(x-posted to Feministing Community)
You would think that after having delivered two babies vaginally–one after a cesarean section–Joy Szabo’s ability to give birth is sufficiently proven.
Not so, according to Page Hospital of Page, Arizona, where Mrs. Szabo delivered all three of her babies (including the one VBAC), but now faces an unnecessary and unwanted “elective” cesarean for her fourth. Page recently enacted a ‘VBAC ban,’ a policy that is more appropriately referred to as a “denial of service for women with prior cesarean unless they preauthorize surgery” since a vaginal birth is not so much a “procedure” that a hospital can elect to perform or not, but rather is a biological process which they can attend or not attend, but will happen either way.

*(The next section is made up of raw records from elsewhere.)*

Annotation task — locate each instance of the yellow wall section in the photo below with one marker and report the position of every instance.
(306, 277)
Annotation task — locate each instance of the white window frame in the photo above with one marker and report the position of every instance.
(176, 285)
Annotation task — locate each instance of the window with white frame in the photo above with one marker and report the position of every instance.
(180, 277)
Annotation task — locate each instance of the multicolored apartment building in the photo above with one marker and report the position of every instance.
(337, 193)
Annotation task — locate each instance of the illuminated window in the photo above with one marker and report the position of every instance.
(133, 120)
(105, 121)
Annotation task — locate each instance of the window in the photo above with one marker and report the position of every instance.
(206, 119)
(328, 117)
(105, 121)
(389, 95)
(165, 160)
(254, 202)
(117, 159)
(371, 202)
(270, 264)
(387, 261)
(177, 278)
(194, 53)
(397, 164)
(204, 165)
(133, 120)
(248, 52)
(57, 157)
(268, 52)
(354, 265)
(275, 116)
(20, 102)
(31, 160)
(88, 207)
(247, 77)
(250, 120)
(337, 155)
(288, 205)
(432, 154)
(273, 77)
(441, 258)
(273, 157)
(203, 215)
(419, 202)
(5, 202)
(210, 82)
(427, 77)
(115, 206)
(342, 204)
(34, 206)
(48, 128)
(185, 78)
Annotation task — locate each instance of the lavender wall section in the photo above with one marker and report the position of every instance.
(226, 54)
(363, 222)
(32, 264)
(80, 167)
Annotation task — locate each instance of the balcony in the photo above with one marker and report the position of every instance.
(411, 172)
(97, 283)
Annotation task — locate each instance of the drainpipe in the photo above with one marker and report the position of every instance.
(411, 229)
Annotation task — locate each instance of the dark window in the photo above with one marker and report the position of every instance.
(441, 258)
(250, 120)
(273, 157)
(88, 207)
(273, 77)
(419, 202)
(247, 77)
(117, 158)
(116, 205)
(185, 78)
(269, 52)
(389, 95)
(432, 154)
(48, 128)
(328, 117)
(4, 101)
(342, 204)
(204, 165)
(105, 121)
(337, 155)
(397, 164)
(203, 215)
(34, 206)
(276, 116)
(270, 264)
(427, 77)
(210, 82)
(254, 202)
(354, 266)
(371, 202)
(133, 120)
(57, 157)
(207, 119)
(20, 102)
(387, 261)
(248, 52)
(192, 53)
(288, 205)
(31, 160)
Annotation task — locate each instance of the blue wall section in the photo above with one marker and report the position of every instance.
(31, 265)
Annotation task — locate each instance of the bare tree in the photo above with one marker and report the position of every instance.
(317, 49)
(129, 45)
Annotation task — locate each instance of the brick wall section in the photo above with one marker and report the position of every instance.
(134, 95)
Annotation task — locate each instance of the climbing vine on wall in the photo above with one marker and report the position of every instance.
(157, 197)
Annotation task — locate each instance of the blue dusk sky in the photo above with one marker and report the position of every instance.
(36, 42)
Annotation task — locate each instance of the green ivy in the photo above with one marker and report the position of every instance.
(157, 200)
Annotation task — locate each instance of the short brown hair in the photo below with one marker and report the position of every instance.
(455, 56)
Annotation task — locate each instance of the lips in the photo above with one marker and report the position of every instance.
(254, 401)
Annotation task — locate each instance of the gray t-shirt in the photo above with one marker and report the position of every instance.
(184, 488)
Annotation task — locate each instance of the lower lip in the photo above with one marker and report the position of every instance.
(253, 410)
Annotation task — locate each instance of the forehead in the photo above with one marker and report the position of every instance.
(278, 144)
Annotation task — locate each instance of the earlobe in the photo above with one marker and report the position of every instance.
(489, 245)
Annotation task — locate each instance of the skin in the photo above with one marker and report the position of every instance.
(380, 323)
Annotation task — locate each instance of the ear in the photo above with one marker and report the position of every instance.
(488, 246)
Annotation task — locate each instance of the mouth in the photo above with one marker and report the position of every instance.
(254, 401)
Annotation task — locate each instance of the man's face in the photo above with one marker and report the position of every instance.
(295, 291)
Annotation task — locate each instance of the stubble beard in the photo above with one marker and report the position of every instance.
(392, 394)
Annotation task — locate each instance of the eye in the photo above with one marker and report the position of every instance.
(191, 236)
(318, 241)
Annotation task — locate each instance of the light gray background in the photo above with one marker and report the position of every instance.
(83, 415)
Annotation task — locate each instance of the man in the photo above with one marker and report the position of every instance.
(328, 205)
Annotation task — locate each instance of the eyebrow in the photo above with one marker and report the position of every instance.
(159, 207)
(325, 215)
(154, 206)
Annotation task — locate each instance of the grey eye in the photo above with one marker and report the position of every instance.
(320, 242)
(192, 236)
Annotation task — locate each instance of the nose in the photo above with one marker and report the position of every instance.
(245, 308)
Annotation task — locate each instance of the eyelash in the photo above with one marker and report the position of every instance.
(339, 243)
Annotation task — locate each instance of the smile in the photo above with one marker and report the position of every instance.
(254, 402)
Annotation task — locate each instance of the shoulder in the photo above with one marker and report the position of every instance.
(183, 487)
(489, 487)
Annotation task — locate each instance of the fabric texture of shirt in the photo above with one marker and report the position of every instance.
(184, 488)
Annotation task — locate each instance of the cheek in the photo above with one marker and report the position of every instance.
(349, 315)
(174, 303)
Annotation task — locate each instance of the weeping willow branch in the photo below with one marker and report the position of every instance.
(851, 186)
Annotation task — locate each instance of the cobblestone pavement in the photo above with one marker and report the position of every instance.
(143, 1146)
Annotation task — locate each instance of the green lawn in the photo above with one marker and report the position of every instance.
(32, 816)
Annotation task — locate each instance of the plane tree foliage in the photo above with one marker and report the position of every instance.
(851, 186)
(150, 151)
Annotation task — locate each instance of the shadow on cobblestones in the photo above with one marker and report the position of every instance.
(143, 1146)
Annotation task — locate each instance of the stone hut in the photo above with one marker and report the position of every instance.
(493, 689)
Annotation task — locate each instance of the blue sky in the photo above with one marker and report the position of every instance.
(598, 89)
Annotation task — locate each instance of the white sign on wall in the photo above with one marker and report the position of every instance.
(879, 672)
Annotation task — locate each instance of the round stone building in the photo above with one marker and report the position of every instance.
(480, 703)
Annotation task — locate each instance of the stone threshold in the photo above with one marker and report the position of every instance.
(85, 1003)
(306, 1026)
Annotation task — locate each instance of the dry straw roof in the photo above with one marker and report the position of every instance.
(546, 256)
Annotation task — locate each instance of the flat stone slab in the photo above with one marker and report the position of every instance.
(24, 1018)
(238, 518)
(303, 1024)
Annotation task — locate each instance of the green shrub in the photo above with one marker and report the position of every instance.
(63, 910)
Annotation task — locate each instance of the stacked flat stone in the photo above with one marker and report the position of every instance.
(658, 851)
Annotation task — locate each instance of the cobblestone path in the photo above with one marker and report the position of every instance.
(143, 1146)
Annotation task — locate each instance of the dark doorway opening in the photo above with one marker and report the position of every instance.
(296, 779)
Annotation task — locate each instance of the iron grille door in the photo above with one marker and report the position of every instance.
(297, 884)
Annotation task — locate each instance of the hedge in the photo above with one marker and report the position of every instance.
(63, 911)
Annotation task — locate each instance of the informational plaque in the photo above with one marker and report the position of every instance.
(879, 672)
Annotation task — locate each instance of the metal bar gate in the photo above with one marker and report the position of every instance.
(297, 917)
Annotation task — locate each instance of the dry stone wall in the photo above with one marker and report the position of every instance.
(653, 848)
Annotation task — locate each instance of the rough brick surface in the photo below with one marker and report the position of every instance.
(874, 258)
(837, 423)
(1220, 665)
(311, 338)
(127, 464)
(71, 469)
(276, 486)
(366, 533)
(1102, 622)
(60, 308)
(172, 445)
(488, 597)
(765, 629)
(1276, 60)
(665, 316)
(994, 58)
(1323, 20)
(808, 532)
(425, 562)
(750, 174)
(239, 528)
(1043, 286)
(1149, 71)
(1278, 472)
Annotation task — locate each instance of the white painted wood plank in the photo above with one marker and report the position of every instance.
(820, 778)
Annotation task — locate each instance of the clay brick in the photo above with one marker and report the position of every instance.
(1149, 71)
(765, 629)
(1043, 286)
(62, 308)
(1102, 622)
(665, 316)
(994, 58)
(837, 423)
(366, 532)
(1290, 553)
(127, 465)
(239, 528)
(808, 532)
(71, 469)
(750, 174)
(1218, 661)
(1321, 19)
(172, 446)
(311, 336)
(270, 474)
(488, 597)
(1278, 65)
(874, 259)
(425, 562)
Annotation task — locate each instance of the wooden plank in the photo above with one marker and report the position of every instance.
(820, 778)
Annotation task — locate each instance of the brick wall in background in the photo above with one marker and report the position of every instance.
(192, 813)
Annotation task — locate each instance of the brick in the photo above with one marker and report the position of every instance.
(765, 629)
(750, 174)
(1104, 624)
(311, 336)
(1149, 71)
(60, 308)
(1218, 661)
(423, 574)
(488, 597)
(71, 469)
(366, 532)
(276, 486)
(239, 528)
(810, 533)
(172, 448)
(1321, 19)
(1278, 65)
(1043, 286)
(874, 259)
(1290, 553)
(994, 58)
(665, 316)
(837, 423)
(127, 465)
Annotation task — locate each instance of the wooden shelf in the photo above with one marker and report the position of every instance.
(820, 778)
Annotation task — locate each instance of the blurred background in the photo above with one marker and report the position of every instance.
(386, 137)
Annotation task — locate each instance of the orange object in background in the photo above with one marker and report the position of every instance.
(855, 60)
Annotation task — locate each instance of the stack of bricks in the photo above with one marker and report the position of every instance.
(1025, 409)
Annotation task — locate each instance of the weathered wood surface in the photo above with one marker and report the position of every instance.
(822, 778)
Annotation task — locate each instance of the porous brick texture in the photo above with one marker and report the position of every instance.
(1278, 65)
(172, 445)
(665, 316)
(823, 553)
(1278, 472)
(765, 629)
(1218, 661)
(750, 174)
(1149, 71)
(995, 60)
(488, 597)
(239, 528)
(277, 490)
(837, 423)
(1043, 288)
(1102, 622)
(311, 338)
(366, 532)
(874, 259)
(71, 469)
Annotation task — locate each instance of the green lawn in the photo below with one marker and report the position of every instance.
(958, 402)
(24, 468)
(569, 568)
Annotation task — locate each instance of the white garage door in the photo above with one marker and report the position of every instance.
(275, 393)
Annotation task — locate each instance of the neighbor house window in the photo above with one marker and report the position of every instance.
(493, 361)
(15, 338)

According to the hospital Chief Executive Officer Sandy Haryasz, the hospital’s choice not to attend vaginal births for women with a prior cesarean seems to be that birth is just too unpredicatable, VBAC just too risky. From the Lake Powell Chronicle:
“Page simply does not have the physician resources to respond to an emergency. Currently, we have two physicians who are delivering babies and a third physician will be joining us next week.
“Three physicians cannot provide the coverage recommended by ACOG (American College of Obstetrics and Gynecology). The physicians must be immediately available because of the risks of a VBAC and we cannot provide that in Page. In addition, we cannot provide an anesthesiologist to be readily available because we only have one anesthesiologist.”
Never mind that the recommendation that “because uterine rupture may be catastrophic, VBAC should be attempted in institutions equipped to respond to emergencies with physicians immediately available to provide emergency care” (p. 6) is a “Level C” recommendation (based “primarily on consensus and expert opinion” — as opposed to “good and consistent scientific evidence” (Level A), or even “limited or inconsistent scientific evidence” (Level B)), whereas the statement that most women are good candidates for VBAC and should be offered a trial of labor is “Level A.”
As Mrs. Szabo points out, however, “that’s why women go to the hospital to have their babies – in case there is an emergency.” A hospital that admits that they don’t have the resources to perform an emergency cesarean should probably not be holding themselves out to be any safer than a birth center or midwife-attended home birth (both of which are very safe for women with low risk pregnancies, incidentally), seriously calling into question why Arizona midwives are prohibited from attending VBACs.
This also raises another question: if vaginal birth is a biological process that will happen with or without the hospital’s help, what if Ms. Szabo shows up in labor? In fact, isn’t she protected by EMTALA (Emergency Medical Treatment and Labor Act), which requires all hospitals that receive Medicaid funding to stabilize everyone who walks in to the Emergency Room in active labor?
Yes and no. While the Act specifies that “stabilization” for the purposes of active labor means delivery of the baby and the placenta, it makes no provision for how a hospital must treat a woman who refuses unnecessary cesarean surgery. Page Hospital is prepared, though.
“I asked Sandy [Haryasz, hospital CEO] what would happen if I just showed up refusing a c-section and she said they would obtain a court order .”
So, despite the fact that as a matter of law and medical ethics hospitals should only seek recourse to the courts to override patients’ wishes in “extremely rare and truly exceptional case[s],” In Re AC. , 573 A.2d 1235, 1252 (D.C. App. 1990), the hospital is basically saying that it plans to ignore ACOG’s ethical guidelines and trample on a woman’s rights to bodily integrity, informed consent, and due process to comply with its lowest-level reccomendations, completely irrespective of the mitigating factors Ms. Szabo presents (i.e. two prior vaginal deliveries, including a VBAC; only one prior cesarean, etc.). Nice.
Adding insult to injury, Bill Byron, Senior Director of Public Relations for the hospital system tweets :
Re: VBAC issue & w/ all due respect, our VBAC practice based on ACOG practice guidelines common in all if not most hospitals across nation.
which, sadly, is true , and
Banner pro-VBAC w/ appropriate patients . Many large, urban Banner hospitals provide, but not in hospitals lacking high-risk capability.
I guess he forgot to add “pro-coercive medicine in hospitals lacking high-risk capability.”